As part of our experiments with Cogstack in Australia we have built some tools allowing Cogstack to extract and process documents from Cerner Millenium, or, more precisely, from a warehoused version of the cerner blob table. The process required to do this is moderately complex and may be of interest to others. The components involved are:

  • A java library that implements decompression of the proprietary cerner LZW compression. This was written based on a couple of old tools that were floating around the web.
  • A groovy script to call this library and decompress the components of nifi flowfiles
  • A workflow to extract data from the warehouse and concatenate multi blob documents into single flowfiles prior to extraction
  • a groovy script to perform concatenation

The question is where to put this stuff. Should it sit in its own repo with some instructions on how to deploy the pieces, or should it be added to the cogstack-nifi repo, and if so, where?

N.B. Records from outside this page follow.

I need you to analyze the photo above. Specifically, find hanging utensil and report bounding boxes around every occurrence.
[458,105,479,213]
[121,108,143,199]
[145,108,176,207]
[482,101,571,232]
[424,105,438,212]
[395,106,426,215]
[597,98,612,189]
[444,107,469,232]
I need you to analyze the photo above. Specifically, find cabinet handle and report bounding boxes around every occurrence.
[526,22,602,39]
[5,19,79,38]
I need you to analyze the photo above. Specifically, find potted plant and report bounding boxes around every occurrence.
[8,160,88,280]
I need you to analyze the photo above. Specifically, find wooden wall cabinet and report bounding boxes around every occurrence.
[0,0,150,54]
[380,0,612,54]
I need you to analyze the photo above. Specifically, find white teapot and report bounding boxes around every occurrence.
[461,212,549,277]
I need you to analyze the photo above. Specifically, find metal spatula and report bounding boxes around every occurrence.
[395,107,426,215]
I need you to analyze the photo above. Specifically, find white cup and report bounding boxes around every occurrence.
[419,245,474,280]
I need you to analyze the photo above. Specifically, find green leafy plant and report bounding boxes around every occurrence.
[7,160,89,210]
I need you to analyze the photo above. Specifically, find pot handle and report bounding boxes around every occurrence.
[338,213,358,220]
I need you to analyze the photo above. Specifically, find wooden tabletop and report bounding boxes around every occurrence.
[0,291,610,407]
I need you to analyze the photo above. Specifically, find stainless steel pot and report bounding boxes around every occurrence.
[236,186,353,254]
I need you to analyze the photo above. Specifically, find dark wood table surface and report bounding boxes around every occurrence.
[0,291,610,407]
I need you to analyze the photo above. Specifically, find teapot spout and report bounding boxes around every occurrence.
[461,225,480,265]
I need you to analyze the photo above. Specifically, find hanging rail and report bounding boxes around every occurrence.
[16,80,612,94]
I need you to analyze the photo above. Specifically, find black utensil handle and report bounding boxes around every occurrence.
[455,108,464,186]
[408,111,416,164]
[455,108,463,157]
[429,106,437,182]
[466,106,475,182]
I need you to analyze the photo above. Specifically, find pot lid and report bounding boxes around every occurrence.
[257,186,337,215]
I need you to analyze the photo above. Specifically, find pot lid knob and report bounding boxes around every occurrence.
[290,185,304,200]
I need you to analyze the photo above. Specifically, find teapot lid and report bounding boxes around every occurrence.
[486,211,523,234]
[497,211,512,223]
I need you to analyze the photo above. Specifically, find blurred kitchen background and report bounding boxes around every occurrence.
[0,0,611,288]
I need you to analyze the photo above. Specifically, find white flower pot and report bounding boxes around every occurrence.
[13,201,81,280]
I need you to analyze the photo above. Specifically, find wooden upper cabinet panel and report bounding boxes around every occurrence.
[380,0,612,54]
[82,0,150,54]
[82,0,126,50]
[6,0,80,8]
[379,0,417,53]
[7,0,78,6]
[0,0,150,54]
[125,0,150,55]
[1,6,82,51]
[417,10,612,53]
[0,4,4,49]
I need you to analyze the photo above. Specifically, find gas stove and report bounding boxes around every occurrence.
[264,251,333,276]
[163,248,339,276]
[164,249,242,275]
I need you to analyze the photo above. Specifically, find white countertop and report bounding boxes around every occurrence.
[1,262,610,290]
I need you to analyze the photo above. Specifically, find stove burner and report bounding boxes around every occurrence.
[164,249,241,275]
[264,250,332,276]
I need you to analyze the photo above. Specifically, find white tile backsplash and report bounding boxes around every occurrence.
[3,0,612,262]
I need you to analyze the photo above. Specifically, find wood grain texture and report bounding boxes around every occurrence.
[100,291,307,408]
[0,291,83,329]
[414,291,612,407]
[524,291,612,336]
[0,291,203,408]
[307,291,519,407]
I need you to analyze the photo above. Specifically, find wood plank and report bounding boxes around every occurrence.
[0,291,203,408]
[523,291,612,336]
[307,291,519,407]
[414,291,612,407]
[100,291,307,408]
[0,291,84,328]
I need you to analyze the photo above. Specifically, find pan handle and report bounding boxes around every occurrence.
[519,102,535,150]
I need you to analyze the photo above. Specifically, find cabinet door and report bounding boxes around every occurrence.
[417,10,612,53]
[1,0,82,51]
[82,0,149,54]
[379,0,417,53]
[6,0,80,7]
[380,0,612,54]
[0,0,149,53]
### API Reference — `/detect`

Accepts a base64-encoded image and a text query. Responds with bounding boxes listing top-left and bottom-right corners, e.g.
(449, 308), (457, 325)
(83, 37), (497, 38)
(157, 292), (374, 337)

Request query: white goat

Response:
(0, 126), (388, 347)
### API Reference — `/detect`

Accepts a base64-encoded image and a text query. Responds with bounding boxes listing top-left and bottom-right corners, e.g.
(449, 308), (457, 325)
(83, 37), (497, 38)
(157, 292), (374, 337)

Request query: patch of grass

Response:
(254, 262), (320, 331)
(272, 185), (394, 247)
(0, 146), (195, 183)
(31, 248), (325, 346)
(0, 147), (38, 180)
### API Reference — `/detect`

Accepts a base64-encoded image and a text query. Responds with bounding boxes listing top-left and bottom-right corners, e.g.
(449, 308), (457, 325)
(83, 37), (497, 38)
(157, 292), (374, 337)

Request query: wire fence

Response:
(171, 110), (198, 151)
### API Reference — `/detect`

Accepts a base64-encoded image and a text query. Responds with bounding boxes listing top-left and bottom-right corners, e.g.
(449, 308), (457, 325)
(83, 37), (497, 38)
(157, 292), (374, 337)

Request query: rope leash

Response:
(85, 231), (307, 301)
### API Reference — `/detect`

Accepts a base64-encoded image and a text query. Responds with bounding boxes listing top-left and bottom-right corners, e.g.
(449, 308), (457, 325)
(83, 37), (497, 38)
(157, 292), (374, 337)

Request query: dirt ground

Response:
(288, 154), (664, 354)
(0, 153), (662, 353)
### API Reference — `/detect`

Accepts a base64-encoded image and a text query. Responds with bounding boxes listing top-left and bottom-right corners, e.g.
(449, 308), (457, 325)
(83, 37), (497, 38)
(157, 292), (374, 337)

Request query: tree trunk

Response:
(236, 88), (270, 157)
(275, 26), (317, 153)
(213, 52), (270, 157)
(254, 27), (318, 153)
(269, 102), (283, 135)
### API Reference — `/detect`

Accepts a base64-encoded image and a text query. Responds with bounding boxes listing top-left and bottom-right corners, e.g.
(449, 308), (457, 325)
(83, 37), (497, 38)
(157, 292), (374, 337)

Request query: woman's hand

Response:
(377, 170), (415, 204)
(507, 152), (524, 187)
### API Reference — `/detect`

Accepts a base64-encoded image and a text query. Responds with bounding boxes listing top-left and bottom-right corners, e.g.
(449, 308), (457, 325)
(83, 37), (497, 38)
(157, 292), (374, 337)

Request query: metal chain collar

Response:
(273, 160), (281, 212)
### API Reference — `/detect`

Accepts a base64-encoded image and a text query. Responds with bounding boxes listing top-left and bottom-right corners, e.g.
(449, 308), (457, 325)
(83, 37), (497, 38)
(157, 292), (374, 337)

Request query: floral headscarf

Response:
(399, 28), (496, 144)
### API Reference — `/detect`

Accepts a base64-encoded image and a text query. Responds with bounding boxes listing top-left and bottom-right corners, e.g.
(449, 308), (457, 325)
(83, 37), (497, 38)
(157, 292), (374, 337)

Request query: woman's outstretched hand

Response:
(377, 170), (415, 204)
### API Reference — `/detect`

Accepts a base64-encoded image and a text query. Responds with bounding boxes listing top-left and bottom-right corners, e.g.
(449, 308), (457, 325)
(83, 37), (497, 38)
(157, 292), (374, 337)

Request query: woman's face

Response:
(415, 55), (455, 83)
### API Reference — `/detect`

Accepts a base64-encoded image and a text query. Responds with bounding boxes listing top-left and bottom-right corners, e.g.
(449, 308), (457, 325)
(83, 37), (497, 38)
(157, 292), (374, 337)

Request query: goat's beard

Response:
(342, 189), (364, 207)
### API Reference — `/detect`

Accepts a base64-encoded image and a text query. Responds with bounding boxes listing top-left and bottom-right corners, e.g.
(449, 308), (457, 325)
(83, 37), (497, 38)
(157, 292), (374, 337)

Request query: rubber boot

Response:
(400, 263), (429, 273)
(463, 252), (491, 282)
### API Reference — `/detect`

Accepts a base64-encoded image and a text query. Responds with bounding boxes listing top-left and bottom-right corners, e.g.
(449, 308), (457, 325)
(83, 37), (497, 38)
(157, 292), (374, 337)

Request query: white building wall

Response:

Also - Personally, I’d like to avoid using my custom java library, so opinions of any compression experts out there who can point the way to using more standardized approaches are welcome.


1 Like


This sounds great.

For the workflows and groovy scripts you can put them in their relevant folders ( /nifi/user-templates/ and /nifi/user-scripts/ ) create a separate branch with these new files and then submit a pull request.

For the java library this is a bit different, since it is a requirement for the workflows perhaps we can just check the sourcecode from your repository (if it is public), after than I can add the repo as a submodule in the services folder.

I can only point out that nifi already supports compression zip/gzip/lzma and some others, we can update the workflows with these alternatives for general purposes as I belive the mentioned compression algos are more than enough. What were you using LZW for ? image compression?


Cerner’s main document table stores documents as compressed blobs with a proprietary LZW compression. I might do some more work to see if I can figure out how to get the nifi tools to work on it.

1 Like